Finances for First-Time Parents
What to Plan for Financially when You’re Expecting
Most of us know someone expecting baby number one. Or maybe it’s you! For a lot of new parents, finances are not the biggest priority. Planning ahead can make the first year easier so you don’t have to think about money. Instead, you can spend the time enjoying your new, expanded family. To avoid the stress of unexpected costs associated with your newborn and to create a secure financial future, there are some steps you can take to make sure you stay on track.
Understand the health costs of having your child
Check with your health insurance provider to estimate the costs of: prenatal care, labor and delivery, and other associated charges.
Plan for parental leave
Decide if you and your partner will take maternity leave, paternity leave, or both. Also, review your workplace and state policies on parental leave so you’ll know exactly how much time you’ll have off work.
Don’t postpone college planning — get started now
Even though college seems like years away, starting early means you are securing your child’s future now and avoiding a hefty bill later. Tuition in 18 to 20 years is expected to cost anywhere between $300,000 to $400,000.

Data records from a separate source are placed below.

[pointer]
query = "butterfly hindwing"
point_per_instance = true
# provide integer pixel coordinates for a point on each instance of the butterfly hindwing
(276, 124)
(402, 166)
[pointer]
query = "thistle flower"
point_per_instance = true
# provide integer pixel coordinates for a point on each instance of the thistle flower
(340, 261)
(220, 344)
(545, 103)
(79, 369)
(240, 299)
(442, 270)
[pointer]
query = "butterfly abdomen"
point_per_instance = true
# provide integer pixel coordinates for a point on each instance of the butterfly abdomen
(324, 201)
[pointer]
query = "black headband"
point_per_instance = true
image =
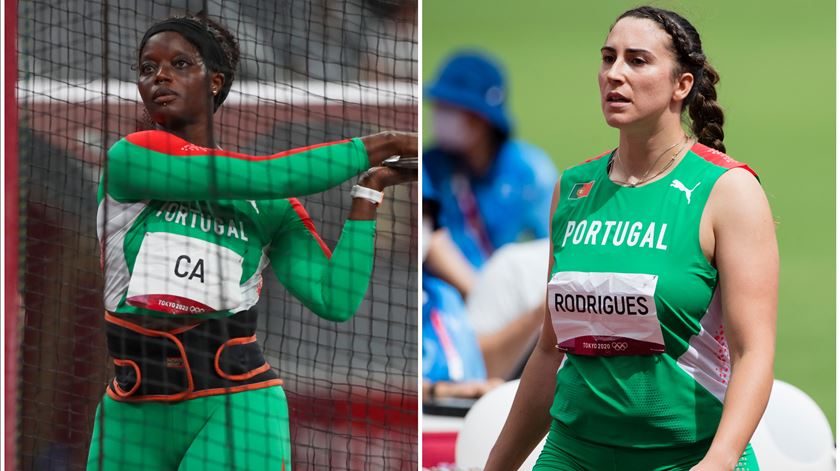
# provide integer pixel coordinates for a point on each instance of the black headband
(209, 49)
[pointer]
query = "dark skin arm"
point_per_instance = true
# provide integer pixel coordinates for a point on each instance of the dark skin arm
(385, 144)
(379, 178)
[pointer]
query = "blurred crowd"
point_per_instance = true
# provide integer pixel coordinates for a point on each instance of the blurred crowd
(486, 202)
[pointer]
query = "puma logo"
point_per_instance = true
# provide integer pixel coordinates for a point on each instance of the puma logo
(679, 185)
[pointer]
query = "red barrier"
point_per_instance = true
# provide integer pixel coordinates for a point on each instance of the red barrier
(11, 235)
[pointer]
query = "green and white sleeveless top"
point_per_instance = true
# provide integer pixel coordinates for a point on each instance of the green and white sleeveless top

Make a budget and try to stick to it
Research post-delivery expenses, like diapers, medical costs, strollers and other equipment, childcare, extra food, and household expenses. You can also compare the cost of essential items in different stores. You may be able to take advantage of new parent offers and seasonal sales. There are also lots of free items listed on Nextdoor.com or Facebook Marketplace, along with local Buy Nothing groups. Take advantage of budgeting tools that help keep you on track: youneedabudget.com, mint.com, or quicken.com.
Start an emergency fund.
Any parent will tell you that kids can be accident-prone, so it’s best to anticipate this and have some money saved for a rainy day. Aim to save three to six months’ worth of living expenses.